Miss Rachel, an Inspirational Story from Belize on International Women's Day

Caroline Joyner on 08 March 2022
During my time as a product manager for an educational travel company, my role was to set up volunteer projects around the world. Over the years I met some incredible women doing incredible things, often with little support, in all sorts of places. Miss Rachel always stuck in my mind, and I wrote this about her for International Women's Day in 2019.

Straddling Central American jungles and the clear Caribbean sea, tiny Belize is a melting pot of Central American and Afro Caribbean cultures. However a world away from the white sand and pristine waters of Belize’s Cayes, the capital, Belize City, has found itself increasingly defined by violence and crime.

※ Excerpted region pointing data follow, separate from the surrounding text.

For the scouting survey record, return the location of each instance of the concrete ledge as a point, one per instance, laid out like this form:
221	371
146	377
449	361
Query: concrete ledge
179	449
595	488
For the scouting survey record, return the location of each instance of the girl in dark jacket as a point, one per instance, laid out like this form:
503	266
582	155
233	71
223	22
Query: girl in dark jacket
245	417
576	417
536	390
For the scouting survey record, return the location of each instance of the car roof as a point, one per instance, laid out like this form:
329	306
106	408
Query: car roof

Created out of the dreams of the previous government, the new settlement of Mahogany Heights was supposed to represent new hope and a new life for Belize City dwellers. A bureaucratic mess up regarding land rights and a change of government later the now dilapidated village has an air of ghost towns past, but resident nurse, Rachel Vega, has set out to singlehandedly change this.

Mahogany Heights residents bought into the idea of peace, space for their children and the dream of owning their own land. However shortly after moving in they began to notice that their pre-fabricated houses were already falling into disrepair. Over time the road and the services also began failing, but by this time the government had long forgotten them. A land dispute meant that the new occupiers could not buy the deeds to their houses and then a new government failed continue with the re development project. The mass exodus which followed left a crime filled vacuum behind it; violence and drugs soared and Mahogany Heights became synonymous with all the same things the city dwellers had tried to escape from. Many of the houses are now derelict and occupied by squatters, and criminals find it a convenient resting place. Drugs are rife, gruesome murders and arson a part of its history and gangs the normality.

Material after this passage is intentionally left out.